Being married is 'easy'
Rona Simon first met her future husband Barney Band when he started dating her room-mate. But it wasn't long before he had eyes for her.
"I thought he was quite nice and he was a handsome boy. He started taking me out and he transferred his attention to me," Mrs Band says.
Mr Band had a Ford 10 red convertible and they would often go out on double dates to the movies.
Rona was in her final year of teacher's college in Johannesburg, South Africa, and Mr Bard was working as a mechanic. They married a year later in 1949 and moved to Durban where they brought up their children Sandra, Sally and Noel.
Mrs Band went on to become the principal of a small Jewish school. There were 11 staff members and they were all good friends, the 86-year-old says.
The couple moved to Auckland in 2001. Their son was living in Pakuranga and he offered to build them a house on his property.
Later they shifted to a cottage opposite Pakuranga Plaza before moving to Shalom Court in St Johns last February.
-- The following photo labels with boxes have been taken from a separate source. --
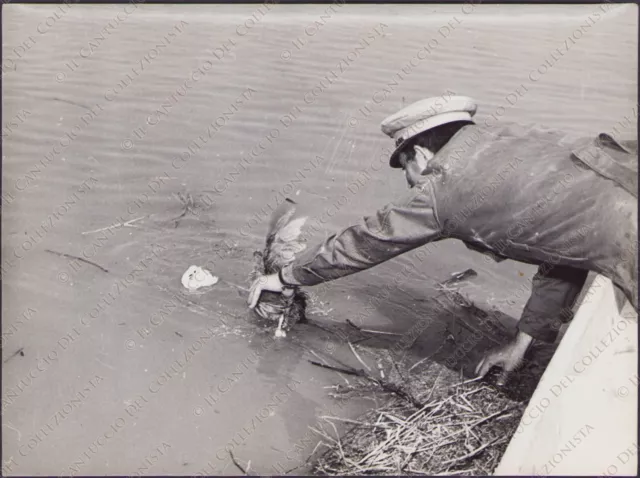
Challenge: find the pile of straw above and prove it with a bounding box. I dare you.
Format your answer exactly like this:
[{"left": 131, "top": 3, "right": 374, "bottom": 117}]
[{"left": 313, "top": 354, "right": 525, "bottom": 475}]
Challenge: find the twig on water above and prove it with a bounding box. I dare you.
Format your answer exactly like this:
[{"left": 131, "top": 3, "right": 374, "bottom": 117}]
[
  {"left": 229, "top": 450, "right": 247, "bottom": 475},
  {"left": 45, "top": 249, "right": 109, "bottom": 273},
  {"left": 347, "top": 342, "right": 371, "bottom": 372},
  {"left": 309, "top": 360, "right": 363, "bottom": 376},
  {"left": 449, "top": 377, "right": 484, "bottom": 388},
  {"left": 346, "top": 319, "right": 402, "bottom": 335},
  {"left": 81, "top": 216, "right": 147, "bottom": 235},
  {"left": 442, "top": 437, "right": 506, "bottom": 466}
]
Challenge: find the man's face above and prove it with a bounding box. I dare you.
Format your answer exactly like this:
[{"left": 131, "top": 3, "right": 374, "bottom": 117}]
[{"left": 399, "top": 145, "right": 434, "bottom": 188}]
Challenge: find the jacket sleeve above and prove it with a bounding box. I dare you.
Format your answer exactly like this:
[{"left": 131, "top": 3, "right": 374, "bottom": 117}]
[{"left": 281, "top": 181, "right": 441, "bottom": 286}]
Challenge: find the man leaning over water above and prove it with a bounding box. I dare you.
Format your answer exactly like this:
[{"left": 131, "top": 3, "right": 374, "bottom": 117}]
[{"left": 248, "top": 96, "right": 638, "bottom": 384}]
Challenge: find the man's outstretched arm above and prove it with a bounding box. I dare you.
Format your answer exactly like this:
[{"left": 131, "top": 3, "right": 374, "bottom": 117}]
[
  {"left": 247, "top": 181, "right": 442, "bottom": 308},
  {"left": 280, "top": 181, "right": 441, "bottom": 286}
]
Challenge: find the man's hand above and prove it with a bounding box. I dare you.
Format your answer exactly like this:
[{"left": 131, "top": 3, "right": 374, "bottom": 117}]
[
  {"left": 476, "top": 332, "right": 533, "bottom": 386},
  {"left": 247, "top": 274, "right": 284, "bottom": 309}
]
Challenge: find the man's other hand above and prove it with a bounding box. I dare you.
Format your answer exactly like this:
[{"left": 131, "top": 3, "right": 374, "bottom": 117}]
[
  {"left": 476, "top": 332, "right": 533, "bottom": 386},
  {"left": 247, "top": 274, "right": 284, "bottom": 309}
]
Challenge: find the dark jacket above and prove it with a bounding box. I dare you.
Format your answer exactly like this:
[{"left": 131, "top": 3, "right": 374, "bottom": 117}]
[{"left": 282, "top": 124, "right": 638, "bottom": 310}]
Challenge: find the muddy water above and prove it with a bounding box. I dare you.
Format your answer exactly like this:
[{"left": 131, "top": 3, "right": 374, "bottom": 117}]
[{"left": 2, "top": 5, "right": 637, "bottom": 475}]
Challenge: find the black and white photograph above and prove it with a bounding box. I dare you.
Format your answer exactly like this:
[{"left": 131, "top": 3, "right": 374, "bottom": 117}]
[{"left": 0, "top": 0, "right": 639, "bottom": 477}]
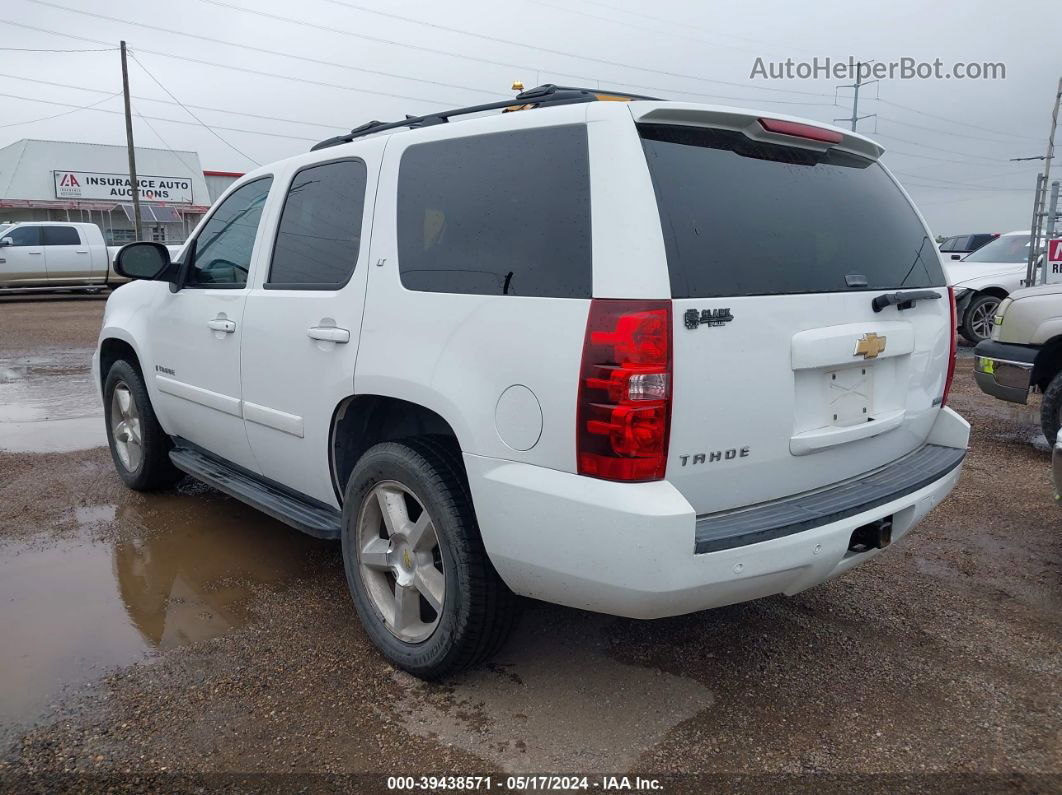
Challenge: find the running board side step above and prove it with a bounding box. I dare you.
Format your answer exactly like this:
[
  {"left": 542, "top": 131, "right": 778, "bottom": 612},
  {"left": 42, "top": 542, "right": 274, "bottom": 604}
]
[{"left": 170, "top": 447, "right": 342, "bottom": 539}]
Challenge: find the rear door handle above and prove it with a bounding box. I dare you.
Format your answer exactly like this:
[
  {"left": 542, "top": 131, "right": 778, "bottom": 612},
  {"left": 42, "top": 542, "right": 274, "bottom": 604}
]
[
  {"left": 206, "top": 317, "right": 236, "bottom": 334},
  {"left": 306, "top": 326, "right": 350, "bottom": 343}
]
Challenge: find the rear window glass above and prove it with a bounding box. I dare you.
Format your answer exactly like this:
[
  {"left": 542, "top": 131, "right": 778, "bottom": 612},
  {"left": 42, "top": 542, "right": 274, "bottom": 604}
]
[
  {"left": 398, "top": 125, "right": 592, "bottom": 298},
  {"left": 962, "top": 235, "right": 1032, "bottom": 262},
  {"left": 42, "top": 226, "right": 81, "bottom": 245},
  {"left": 638, "top": 124, "right": 945, "bottom": 298}
]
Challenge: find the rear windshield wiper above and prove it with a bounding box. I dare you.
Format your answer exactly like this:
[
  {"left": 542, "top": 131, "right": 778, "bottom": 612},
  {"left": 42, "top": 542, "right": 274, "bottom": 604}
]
[{"left": 871, "top": 290, "right": 941, "bottom": 312}]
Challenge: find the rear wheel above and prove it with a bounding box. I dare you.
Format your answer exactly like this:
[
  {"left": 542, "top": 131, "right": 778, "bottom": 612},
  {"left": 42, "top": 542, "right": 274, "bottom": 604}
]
[
  {"left": 959, "top": 293, "right": 1000, "bottom": 345},
  {"left": 342, "top": 437, "right": 517, "bottom": 679},
  {"left": 1040, "top": 373, "right": 1062, "bottom": 445},
  {"left": 103, "top": 359, "right": 182, "bottom": 491}
]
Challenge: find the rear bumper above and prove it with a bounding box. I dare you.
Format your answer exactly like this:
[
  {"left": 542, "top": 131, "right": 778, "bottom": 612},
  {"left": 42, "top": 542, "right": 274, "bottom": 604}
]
[
  {"left": 974, "top": 340, "right": 1040, "bottom": 403},
  {"left": 465, "top": 409, "right": 970, "bottom": 619}
]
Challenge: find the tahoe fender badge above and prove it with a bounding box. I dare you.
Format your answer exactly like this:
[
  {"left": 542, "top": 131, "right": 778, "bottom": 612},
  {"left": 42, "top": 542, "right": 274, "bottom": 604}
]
[{"left": 683, "top": 307, "right": 734, "bottom": 329}]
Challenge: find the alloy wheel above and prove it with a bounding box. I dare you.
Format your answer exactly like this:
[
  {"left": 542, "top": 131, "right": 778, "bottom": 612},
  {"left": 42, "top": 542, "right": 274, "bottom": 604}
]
[
  {"left": 110, "top": 381, "right": 143, "bottom": 472},
  {"left": 355, "top": 481, "right": 446, "bottom": 643}
]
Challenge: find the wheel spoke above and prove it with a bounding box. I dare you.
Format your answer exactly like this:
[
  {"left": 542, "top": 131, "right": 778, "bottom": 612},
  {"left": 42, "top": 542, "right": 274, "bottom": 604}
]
[
  {"left": 392, "top": 585, "right": 421, "bottom": 634},
  {"left": 407, "top": 511, "right": 439, "bottom": 552},
  {"left": 361, "top": 538, "right": 391, "bottom": 571},
  {"left": 115, "top": 386, "right": 133, "bottom": 417},
  {"left": 413, "top": 564, "right": 446, "bottom": 612},
  {"left": 376, "top": 486, "right": 409, "bottom": 536}
]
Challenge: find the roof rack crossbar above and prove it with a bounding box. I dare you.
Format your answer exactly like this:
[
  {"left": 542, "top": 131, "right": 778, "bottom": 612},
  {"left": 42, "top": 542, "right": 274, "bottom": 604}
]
[{"left": 310, "top": 83, "right": 655, "bottom": 152}]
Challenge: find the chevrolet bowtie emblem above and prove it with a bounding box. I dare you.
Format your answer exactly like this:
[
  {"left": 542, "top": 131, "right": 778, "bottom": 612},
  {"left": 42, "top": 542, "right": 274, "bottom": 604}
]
[{"left": 852, "top": 331, "right": 889, "bottom": 359}]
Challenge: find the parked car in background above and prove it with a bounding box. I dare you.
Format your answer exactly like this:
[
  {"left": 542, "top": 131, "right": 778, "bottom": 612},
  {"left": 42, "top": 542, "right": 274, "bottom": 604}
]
[
  {"left": 974, "top": 284, "right": 1062, "bottom": 444},
  {"left": 93, "top": 86, "right": 970, "bottom": 678},
  {"left": 0, "top": 221, "right": 181, "bottom": 291},
  {"left": 944, "top": 231, "right": 1032, "bottom": 343},
  {"left": 938, "top": 231, "right": 999, "bottom": 259}
]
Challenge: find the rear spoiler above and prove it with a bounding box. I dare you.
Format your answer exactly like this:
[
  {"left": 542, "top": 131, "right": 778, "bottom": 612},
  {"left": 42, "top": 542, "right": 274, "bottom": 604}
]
[{"left": 627, "top": 102, "right": 885, "bottom": 160}]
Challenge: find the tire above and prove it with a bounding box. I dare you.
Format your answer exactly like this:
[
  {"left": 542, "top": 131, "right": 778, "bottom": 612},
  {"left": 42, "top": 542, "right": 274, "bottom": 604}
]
[
  {"left": 342, "top": 436, "right": 519, "bottom": 680},
  {"left": 1040, "top": 373, "right": 1062, "bottom": 446},
  {"left": 103, "top": 359, "right": 182, "bottom": 491},
  {"left": 959, "top": 293, "right": 1003, "bottom": 345}
]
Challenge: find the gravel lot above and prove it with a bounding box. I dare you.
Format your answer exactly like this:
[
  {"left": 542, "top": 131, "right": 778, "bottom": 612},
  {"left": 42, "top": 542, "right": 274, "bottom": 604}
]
[{"left": 0, "top": 299, "right": 1062, "bottom": 791}]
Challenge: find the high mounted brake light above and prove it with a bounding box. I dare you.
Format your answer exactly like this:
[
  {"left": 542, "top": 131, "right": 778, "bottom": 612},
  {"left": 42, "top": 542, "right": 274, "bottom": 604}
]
[
  {"left": 576, "top": 298, "right": 671, "bottom": 481},
  {"left": 759, "top": 119, "right": 844, "bottom": 143}
]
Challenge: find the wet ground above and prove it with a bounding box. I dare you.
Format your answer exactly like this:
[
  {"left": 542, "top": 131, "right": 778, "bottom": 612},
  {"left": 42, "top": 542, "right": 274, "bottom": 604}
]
[{"left": 0, "top": 299, "right": 1062, "bottom": 791}]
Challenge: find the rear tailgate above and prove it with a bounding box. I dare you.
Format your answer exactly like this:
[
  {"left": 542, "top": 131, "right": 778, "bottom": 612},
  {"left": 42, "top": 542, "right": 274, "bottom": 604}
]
[{"left": 639, "top": 107, "right": 952, "bottom": 515}]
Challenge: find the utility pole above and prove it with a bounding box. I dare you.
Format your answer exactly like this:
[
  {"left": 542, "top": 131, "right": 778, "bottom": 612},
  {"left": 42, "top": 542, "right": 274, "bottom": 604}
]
[
  {"left": 1026, "top": 77, "right": 1062, "bottom": 284},
  {"left": 834, "top": 63, "right": 877, "bottom": 132},
  {"left": 122, "top": 41, "right": 143, "bottom": 240}
]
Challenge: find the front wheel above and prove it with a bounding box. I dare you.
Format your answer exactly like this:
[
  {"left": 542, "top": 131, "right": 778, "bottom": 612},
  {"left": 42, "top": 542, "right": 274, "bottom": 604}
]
[
  {"left": 103, "top": 359, "right": 182, "bottom": 491},
  {"left": 1040, "top": 373, "right": 1062, "bottom": 446},
  {"left": 959, "top": 293, "right": 999, "bottom": 345},
  {"left": 342, "top": 437, "right": 517, "bottom": 679}
]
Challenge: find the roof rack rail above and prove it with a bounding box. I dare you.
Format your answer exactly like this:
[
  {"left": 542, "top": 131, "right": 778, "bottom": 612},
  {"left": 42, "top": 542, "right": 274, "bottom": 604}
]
[{"left": 310, "top": 83, "right": 656, "bottom": 152}]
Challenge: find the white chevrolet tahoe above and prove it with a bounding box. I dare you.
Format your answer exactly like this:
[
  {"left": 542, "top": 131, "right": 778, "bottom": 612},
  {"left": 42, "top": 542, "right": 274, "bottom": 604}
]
[{"left": 93, "top": 86, "right": 970, "bottom": 678}]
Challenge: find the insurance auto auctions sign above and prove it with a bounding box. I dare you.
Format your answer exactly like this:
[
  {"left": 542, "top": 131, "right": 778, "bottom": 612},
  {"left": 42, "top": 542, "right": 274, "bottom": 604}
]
[{"left": 52, "top": 171, "right": 192, "bottom": 204}]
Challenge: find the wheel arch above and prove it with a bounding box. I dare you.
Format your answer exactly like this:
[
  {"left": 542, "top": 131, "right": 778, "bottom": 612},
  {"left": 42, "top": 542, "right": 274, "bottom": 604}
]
[
  {"left": 100, "top": 334, "right": 143, "bottom": 388},
  {"left": 1030, "top": 334, "right": 1062, "bottom": 392},
  {"left": 328, "top": 394, "right": 461, "bottom": 504}
]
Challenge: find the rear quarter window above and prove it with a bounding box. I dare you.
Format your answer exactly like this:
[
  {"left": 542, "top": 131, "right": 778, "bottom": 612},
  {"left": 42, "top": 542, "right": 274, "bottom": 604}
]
[
  {"left": 397, "top": 125, "right": 592, "bottom": 298},
  {"left": 638, "top": 124, "right": 945, "bottom": 298}
]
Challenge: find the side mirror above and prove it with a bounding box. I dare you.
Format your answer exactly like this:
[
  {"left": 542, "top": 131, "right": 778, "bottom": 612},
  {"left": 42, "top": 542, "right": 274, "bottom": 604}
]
[{"left": 115, "top": 241, "right": 176, "bottom": 282}]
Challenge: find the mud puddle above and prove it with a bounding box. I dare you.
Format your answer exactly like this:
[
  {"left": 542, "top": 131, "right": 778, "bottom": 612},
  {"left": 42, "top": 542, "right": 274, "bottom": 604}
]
[
  {"left": 0, "top": 348, "right": 106, "bottom": 452},
  {"left": 0, "top": 492, "right": 330, "bottom": 744}
]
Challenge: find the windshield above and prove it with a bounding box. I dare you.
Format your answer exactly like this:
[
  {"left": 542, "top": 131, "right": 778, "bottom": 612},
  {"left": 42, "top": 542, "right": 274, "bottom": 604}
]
[
  {"left": 962, "top": 235, "right": 1032, "bottom": 262},
  {"left": 638, "top": 124, "right": 945, "bottom": 298}
]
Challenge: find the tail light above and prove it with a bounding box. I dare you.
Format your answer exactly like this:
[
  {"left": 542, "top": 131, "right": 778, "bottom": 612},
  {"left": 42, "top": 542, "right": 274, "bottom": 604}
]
[
  {"left": 576, "top": 298, "right": 671, "bottom": 481},
  {"left": 940, "top": 287, "right": 959, "bottom": 405}
]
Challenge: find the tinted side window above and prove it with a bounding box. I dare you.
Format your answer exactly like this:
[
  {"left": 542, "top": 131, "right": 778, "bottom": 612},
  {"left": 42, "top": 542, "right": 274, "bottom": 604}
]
[
  {"left": 638, "top": 124, "right": 945, "bottom": 298},
  {"left": 269, "top": 160, "right": 365, "bottom": 288},
  {"left": 186, "top": 177, "right": 273, "bottom": 287},
  {"left": 398, "top": 125, "right": 593, "bottom": 298},
  {"left": 4, "top": 226, "right": 40, "bottom": 245},
  {"left": 41, "top": 226, "right": 81, "bottom": 245}
]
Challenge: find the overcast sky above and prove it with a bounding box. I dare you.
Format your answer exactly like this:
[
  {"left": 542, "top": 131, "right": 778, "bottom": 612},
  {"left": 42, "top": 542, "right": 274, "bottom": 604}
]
[{"left": 0, "top": 0, "right": 1062, "bottom": 235}]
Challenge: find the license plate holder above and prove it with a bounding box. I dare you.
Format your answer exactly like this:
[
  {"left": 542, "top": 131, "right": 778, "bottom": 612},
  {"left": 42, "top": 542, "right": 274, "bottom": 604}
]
[{"left": 824, "top": 364, "right": 874, "bottom": 427}]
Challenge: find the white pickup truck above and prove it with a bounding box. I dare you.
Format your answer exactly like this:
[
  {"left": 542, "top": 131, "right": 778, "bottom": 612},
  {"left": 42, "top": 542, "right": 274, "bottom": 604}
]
[{"left": 0, "top": 221, "right": 181, "bottom": 291}]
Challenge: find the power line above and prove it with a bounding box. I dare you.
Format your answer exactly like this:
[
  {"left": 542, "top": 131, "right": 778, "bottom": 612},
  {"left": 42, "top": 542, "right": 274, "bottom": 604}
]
[
  {"left": 892, "top": 171, "right": 1028, "bottom": 191},
  {"left": 0, "top": 47, "right": 118, "bottom": 52},
  {"left": 883, "top": 149, "right": 1019, "bottom": 168},
  {"left": 131, "top": 52, "right": 261, "bottom": 166},
  {"left": 877, "top": 97, "right": 1040, "bottom": 141},
  {"left": 875, "top": 133, "right": 1001, "bottom": 162},
  {"left": 27, "top": 0, "right": 497, "bottom": 93},
  {"left": 552, "top": 0, "right": 818, "bottom": 55},
  {"left": 0, "top": 19, "right": 460, "bottom": 108},
  {"left": 0, "top": 72, "right": 349, "bottom": 131},
  {"left": 0, "top": 91, "right": 122, "bottom": 127},
  {"left": 877, "top": 114, "right": 1023, "bottom": 143},
  {"left": 133, "top": 105, "right": 202, "bottom": 177},
  {"left": 0, "top": 93, "right": 319, "bottom": 143},
  {"left": 200, "top": 0, "right": 833, "bottom": 99}
]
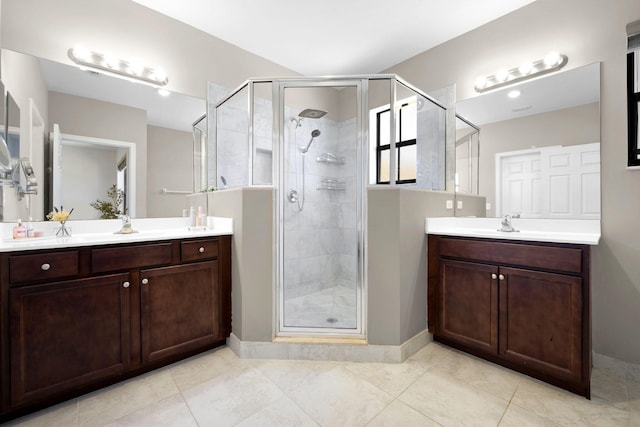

On Thursday the couple celebrated their 65th wedding anniversary with a surprise party organised by their daughters, who came over from Australia for the occasion.
Being married to Rona has been easy, her husband says.
"Things went smoothly. We didn't have much money but we were happy," the 92-year-old says.
Living in Auckland did take some getting used to.
"It was so open and there weren't any high fences when we came," Mrs Band says.
"Everything was so clean. Gradually over the years more and more high fences have appeared and the pavements aren't so clean any more."
Feeling safe enough to walk around after dark was another difference.
"One night Barney suggested we go out for takeaways. Going there, getting the fish and chips and coming back, I was in a state of terror because you just don't go out walking at night in Durban."
They've had some good rows in their time but Mrs Band concedes Barney has been a very good husband.
"He loves his kids. He's protective of his family. Anybody looks at us the wrong way and he's there. Anybody says the wrong thing to us and he's on the phone laying into them."
So what's the secret to a long and happy marriage? Perseverance, she says.
"I reckon if people can get through the first four, five years then there's maybe a chance for them."